¿Cómo sería regresar a ese departamento que compartimos?

EL DEPARTAMENTO

Por Gabriel Vázquez

Entro al departamento, han cambiado los muebles. Donde había una sala ahora hay un futón… tiraron el muro donde estaba nuestra habitación. La sala comedor es más grande y no hay mantelitos bordados ni florero de cristal cortado porque ahora se come en una barra con banquitos altos, como si fuera un maldito bar. 

 Alguien ha arreglado el golpe que le di al closet durante una borrachera llena de celos injustificados. Ya no hay señales del enojo que sentía en aquel entonces.

Esta era mi casa, estas eran mis cosas, aunque ahora sean otras. Hay una escoba y un recogedor de otro color que cumplen la misma función en una cocina blanca como El Vaticano. Abro el refrigerador pero solo hay verduras y frutas, yogures caseros y leche de almendra. “¿Quién demonios come esto?”, me pregunto. Me sirvo un café de cápsula –es la primera vez que lo hago–. Espero mientras el mecanismo llena la mitad de mi taza y la espuma embarra mi bigote.

Un lugar irreconocible

Abro la puerta del baño y descubro una tina y un bidet que nunca supe cómo utilizar.
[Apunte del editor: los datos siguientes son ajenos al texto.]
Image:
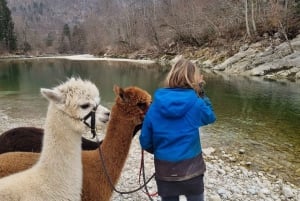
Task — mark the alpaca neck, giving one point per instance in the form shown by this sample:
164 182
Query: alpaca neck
61 145
116 145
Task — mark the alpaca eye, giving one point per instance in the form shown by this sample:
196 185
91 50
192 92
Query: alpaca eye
142 106
85 106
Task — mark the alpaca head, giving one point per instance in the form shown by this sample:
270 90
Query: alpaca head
132 103
75 99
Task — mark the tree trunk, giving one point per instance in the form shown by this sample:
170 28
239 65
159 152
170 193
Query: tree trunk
246 18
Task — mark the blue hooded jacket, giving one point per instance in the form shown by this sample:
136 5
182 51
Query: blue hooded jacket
171 126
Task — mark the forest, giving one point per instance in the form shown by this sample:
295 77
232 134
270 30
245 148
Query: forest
143 28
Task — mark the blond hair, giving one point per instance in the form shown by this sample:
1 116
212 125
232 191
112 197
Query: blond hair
183 74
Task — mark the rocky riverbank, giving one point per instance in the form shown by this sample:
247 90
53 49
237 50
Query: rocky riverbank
276 61
223 180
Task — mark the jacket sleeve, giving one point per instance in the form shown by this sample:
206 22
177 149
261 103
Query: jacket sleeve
208 114
146 139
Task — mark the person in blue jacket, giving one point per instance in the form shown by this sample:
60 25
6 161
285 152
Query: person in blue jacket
170 131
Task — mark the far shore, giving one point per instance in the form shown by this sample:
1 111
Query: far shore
81 57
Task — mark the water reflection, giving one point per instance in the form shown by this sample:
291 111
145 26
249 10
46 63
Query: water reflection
258 116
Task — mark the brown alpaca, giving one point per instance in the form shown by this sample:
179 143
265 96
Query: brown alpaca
29 139
129 109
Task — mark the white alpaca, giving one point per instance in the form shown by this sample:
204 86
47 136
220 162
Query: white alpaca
57 176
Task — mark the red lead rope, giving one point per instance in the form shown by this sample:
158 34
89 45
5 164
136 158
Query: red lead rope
142 172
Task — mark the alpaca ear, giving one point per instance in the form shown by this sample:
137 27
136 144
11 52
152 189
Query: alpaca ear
116 89
52 95
121 93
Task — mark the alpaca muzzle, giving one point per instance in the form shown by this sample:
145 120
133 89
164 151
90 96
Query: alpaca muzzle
92 115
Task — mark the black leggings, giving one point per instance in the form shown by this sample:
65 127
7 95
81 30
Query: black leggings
199 197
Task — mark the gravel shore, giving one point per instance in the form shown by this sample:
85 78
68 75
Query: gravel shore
224 181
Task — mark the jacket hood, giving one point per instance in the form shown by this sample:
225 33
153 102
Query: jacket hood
174 102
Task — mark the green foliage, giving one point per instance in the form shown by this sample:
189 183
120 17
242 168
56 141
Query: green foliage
7 34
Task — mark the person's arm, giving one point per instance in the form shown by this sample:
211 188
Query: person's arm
208 115
146 136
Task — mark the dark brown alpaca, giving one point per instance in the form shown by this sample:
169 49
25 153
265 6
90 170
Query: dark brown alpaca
29 139
127 113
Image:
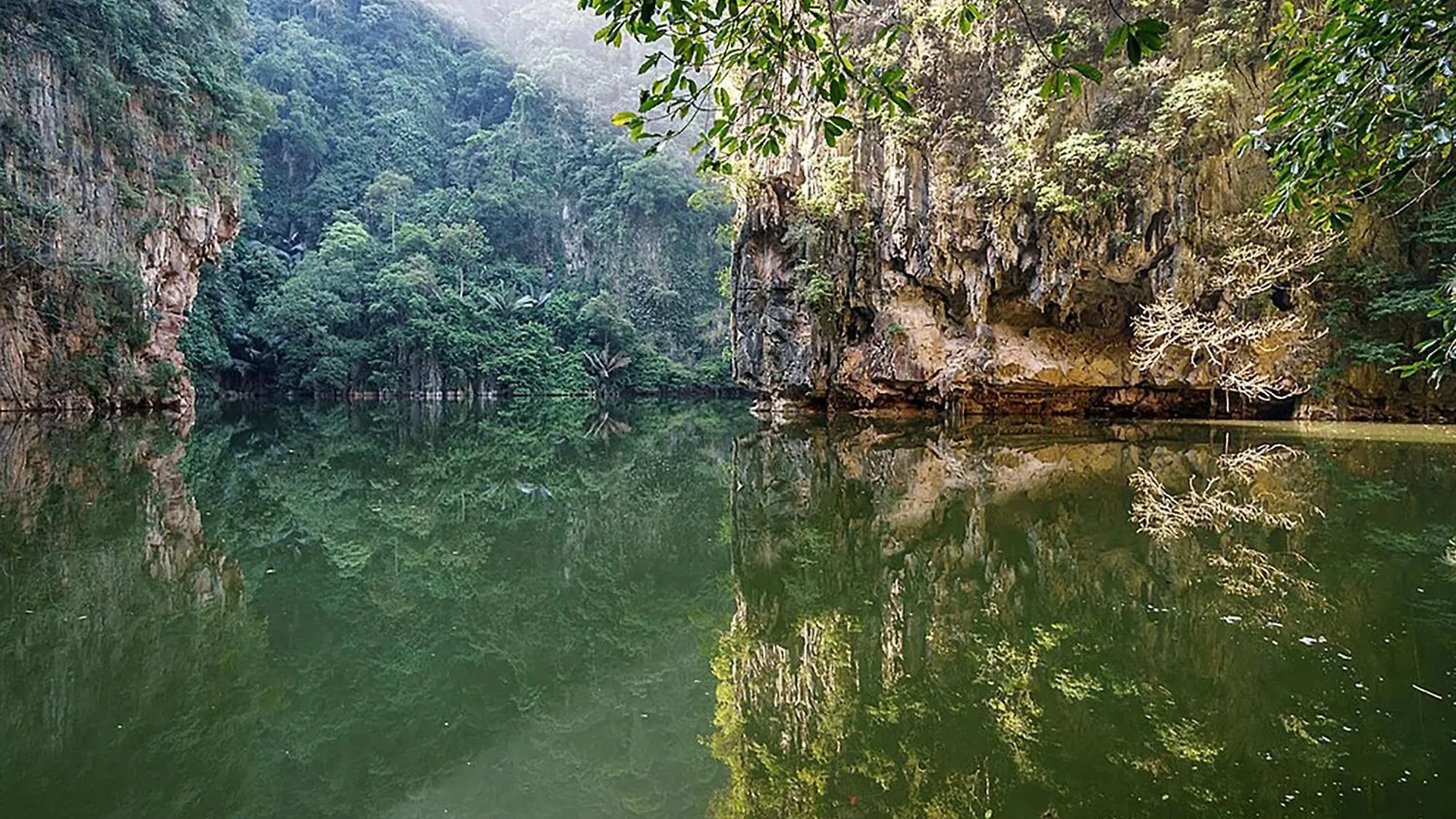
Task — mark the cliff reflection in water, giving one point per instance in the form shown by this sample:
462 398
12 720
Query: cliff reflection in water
1111 621
126 656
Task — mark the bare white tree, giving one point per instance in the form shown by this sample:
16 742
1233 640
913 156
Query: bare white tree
1242 333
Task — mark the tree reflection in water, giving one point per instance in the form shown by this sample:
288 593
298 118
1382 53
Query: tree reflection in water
1114 621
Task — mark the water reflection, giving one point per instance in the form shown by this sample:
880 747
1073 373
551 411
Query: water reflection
123 646
1085 623
369 611
549 610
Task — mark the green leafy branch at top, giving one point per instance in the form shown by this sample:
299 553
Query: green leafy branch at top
745 74
1365 107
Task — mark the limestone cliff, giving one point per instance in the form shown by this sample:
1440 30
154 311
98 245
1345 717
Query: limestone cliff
993 251
112 194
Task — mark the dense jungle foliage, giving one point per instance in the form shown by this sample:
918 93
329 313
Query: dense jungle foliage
428 219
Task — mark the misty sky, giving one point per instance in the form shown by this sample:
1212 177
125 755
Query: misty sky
552 41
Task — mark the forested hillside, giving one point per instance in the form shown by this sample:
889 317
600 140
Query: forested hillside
427 219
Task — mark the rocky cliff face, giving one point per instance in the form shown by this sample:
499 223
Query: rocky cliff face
108 212
993 251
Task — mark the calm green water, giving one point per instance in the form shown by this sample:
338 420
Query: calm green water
544 611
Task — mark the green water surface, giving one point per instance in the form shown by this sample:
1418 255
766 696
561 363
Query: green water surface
554 610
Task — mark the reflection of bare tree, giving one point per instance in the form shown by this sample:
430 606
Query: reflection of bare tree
1232 496
1250 573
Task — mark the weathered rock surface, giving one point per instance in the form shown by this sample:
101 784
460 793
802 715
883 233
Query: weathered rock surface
102 246
989 256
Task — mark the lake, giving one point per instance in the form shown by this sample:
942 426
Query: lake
557 610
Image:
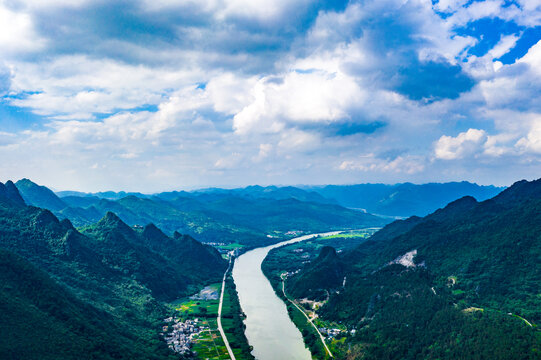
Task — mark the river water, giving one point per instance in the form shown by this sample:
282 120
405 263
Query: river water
268 327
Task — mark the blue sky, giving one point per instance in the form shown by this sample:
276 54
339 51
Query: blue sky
152 95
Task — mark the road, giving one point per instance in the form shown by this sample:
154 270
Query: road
307 317
219 319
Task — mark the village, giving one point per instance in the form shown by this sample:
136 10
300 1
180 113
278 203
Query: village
180 335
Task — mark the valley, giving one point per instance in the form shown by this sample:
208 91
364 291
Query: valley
432 286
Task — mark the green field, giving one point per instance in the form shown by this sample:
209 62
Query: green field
209 344
290 258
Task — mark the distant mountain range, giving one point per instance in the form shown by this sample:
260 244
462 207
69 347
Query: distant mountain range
95 293
403 200
460 283
398 200
252 216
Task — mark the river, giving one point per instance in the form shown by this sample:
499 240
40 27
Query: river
268 327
Hay una pasta de dientes de carbón que yo no compraría, una plancha para alaciar el pelo que no necesito, cientos de cremas, shampoos y productos que me dicen que este no es mi lugar.

Una recámara está llena de juguetes regados por el piso (¡malditos Legos que se clavan en las plantas de los pies!), muñecas con los ojos ausentes, abandonadas en un rincón, pistolas y espadas láser debajo de las dos camas, posters de Star Wars y pokemones. Esta no es mi habitación.
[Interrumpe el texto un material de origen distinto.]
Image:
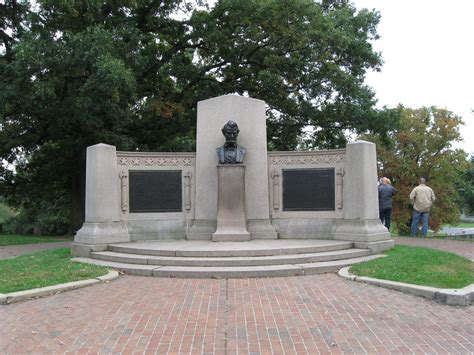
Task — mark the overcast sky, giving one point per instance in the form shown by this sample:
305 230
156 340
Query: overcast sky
428 52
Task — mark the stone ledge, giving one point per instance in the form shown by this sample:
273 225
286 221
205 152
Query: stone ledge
452 297
18 296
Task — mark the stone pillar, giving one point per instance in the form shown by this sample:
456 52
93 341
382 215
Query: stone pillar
361 221
102 224
249 114
231 220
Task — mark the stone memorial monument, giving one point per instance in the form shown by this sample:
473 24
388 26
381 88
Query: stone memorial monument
231 219
238 194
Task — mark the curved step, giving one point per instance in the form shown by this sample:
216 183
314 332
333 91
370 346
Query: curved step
196 248
230 261
229 272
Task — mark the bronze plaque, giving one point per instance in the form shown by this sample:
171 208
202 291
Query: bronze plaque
308 190
155 191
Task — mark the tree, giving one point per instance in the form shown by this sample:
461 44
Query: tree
466 189
421 146
130 73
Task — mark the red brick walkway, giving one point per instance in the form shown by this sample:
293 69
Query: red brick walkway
294 315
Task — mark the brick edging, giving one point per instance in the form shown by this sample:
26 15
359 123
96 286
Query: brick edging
450 296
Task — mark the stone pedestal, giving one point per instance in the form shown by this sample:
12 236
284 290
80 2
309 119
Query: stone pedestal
249 114
231 220
361 221
102 224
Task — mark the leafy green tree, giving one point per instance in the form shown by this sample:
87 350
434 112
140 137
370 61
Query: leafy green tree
421 146
466 189
130 73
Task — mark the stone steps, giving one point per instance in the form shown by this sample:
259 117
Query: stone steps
194 248
230 261
206 259
231 271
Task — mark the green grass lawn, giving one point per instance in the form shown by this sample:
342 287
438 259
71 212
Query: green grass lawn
461 225
16 239
419 266
44 268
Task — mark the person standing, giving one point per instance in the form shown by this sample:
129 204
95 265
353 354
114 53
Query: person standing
386 191
422 198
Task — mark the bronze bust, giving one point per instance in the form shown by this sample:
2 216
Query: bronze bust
230 152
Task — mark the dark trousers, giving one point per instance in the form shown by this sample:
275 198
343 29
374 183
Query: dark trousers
385 215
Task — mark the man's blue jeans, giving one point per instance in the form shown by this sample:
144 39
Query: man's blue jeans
425 216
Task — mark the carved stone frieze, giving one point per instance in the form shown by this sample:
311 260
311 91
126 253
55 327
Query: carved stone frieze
307 159
155 161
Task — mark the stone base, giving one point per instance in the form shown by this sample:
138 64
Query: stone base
361 231
202 229
231 237
156 229
102 233
261 229
376 247
84 250
304 228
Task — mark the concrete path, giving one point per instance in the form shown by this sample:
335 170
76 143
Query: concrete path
11 251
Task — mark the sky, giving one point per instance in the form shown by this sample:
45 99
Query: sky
428 53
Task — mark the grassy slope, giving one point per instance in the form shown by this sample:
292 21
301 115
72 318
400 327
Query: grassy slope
45 268
420 266
14 239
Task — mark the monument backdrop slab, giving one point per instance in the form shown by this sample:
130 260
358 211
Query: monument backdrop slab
249 114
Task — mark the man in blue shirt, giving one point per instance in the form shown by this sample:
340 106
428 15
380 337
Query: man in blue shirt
386 191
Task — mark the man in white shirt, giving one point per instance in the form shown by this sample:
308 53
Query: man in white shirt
422 198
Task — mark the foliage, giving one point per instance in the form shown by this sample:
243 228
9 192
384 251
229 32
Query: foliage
421 146
466 189
130 73
16 239
44 268
6 213
419 266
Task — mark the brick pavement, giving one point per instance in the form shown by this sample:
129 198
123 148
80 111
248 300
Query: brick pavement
293 315
464 248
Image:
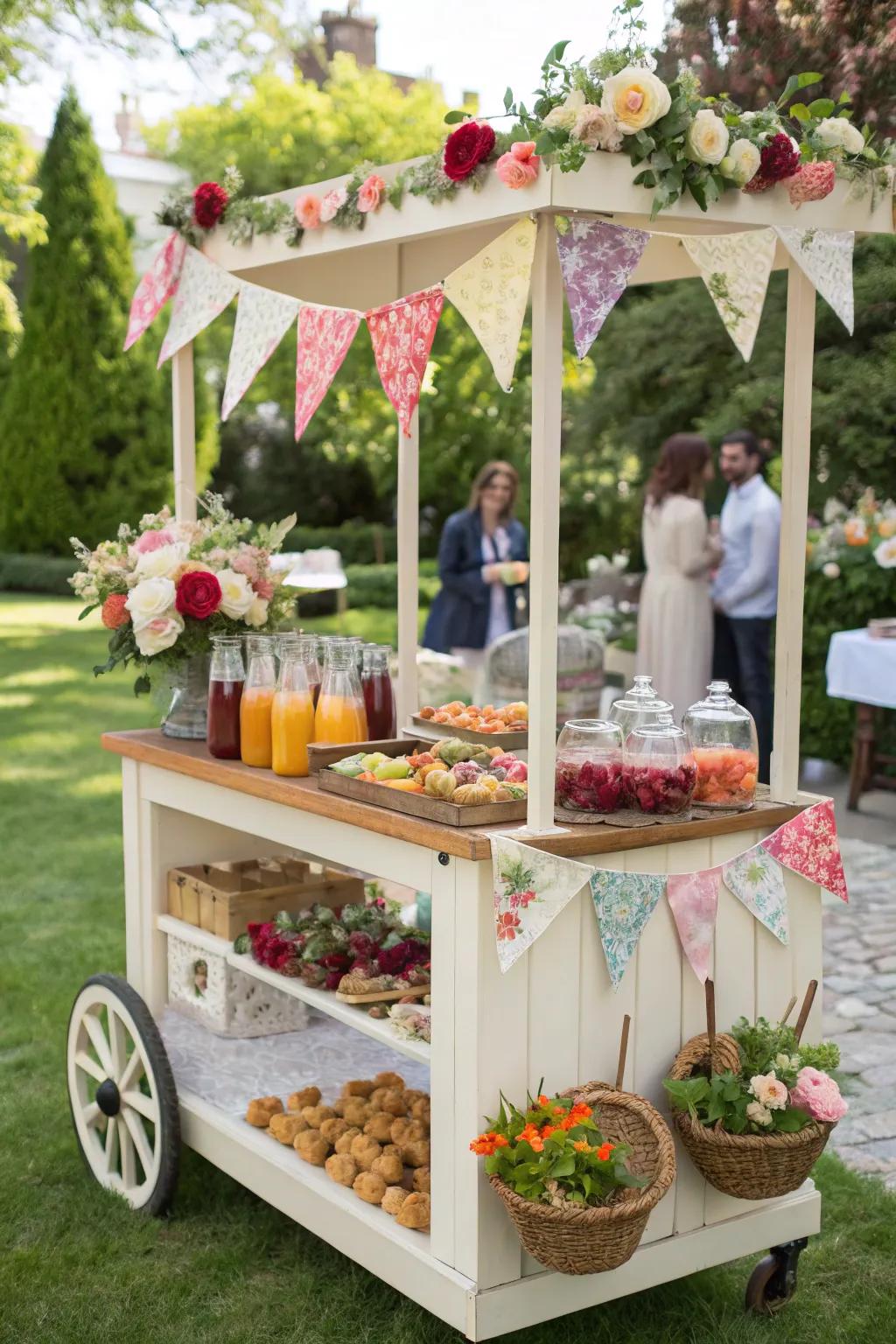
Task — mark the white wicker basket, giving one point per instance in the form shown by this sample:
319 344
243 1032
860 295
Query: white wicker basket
230 1003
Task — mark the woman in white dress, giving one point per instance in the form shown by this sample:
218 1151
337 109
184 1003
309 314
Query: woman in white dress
675 613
Me siento en una cama king size, es un colchón suave y firme, mi cuerpo rebota como cuando si fuera el de un niño y me parece divertido verme en el espejo en ese sube y baja, no me reconozco. El café me quema la lengua, lo dejo en el buró en el que descansa un cargador y un libro de Coelho que yo nunca abriría; hay pastillas para el estómago y para la tensión. 

Abro un cajón y descubro un millón de recibos del supermercado mezclados con tarjetas de presentación, audífonos viejos, baterías de celular y un Nuevo Testamento de esos que dejan los Testigos de Jehová en las habitaciones de los hoteles.
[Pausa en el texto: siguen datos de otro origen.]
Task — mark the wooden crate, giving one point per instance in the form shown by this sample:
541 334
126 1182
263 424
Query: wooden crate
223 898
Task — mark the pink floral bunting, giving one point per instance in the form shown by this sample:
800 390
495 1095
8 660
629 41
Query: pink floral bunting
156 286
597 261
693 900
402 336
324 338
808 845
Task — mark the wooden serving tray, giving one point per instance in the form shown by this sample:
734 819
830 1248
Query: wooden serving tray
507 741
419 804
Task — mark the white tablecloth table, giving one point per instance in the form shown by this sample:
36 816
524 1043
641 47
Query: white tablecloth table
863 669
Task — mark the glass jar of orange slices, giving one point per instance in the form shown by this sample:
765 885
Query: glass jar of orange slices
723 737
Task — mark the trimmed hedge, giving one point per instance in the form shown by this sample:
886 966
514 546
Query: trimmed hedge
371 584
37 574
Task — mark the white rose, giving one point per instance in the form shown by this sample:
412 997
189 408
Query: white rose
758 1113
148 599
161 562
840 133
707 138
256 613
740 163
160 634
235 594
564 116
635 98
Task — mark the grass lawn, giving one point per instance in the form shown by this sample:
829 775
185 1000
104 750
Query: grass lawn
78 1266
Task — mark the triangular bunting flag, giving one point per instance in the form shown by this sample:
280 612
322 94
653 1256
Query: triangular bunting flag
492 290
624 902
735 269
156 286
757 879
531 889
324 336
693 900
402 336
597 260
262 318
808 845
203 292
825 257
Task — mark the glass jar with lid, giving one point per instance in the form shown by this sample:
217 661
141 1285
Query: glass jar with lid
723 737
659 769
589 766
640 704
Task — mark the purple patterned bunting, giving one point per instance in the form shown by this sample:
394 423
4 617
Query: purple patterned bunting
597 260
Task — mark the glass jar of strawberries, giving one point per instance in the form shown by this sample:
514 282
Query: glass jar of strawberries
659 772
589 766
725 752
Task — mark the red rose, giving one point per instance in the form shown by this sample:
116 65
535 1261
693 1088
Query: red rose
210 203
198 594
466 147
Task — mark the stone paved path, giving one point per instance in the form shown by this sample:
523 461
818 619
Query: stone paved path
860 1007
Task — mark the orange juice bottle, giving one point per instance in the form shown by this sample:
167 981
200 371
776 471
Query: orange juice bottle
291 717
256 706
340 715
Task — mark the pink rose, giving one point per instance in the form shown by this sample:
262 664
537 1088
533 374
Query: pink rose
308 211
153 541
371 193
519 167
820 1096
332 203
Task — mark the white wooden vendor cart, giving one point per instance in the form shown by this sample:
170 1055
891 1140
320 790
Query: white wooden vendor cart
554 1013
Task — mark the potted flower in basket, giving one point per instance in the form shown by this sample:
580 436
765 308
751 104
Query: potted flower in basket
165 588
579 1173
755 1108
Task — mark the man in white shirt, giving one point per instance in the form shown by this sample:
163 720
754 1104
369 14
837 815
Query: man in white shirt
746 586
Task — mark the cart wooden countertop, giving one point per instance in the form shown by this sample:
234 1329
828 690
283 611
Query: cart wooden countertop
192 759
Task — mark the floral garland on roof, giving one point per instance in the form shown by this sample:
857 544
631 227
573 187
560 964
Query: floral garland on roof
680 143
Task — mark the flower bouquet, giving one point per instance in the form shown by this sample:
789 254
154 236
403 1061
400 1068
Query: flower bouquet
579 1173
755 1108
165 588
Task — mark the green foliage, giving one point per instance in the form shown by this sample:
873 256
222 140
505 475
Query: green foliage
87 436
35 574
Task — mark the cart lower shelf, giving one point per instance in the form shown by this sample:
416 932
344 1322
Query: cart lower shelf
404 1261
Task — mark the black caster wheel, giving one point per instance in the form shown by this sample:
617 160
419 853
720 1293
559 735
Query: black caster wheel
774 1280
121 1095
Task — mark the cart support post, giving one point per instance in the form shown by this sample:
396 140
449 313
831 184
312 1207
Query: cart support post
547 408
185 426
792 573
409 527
Afuera el mundo sigue y por el balcón que da al parque en el que solía caminar contigo se filtran los ruidos de coches, vendedores ambulantes y el chirrido oxidado de los columpios al balancearse, mezclado con las bocinas de los compradores de fierro viejo… el fierro viejo que antes fue útil para alguien, que tenía un propósito, que una persona decidió comprar y que ahora se puede tirar en cualquier parte. 

¿Por qué duele tanto el antes?

Porque en el antes había una vida juntos, sin Legos ni comida macrobiótica, sin muebles de diseñador y con huacales para los libros. Un espacio que era “nuestro” y en el que ahora ya no cabemos los dos.

Camino por nuestro departamento

Todo ha cambiado: las camas, las litografías, las luces, el decorado, la foto de la boda en la que no estoy y la foto familiar en Disney en la que yo no soy padre de dos pequeños. 

Ya nada es igual al “antes”… Lo único que no ha cambiado en este departamento es la cerradura.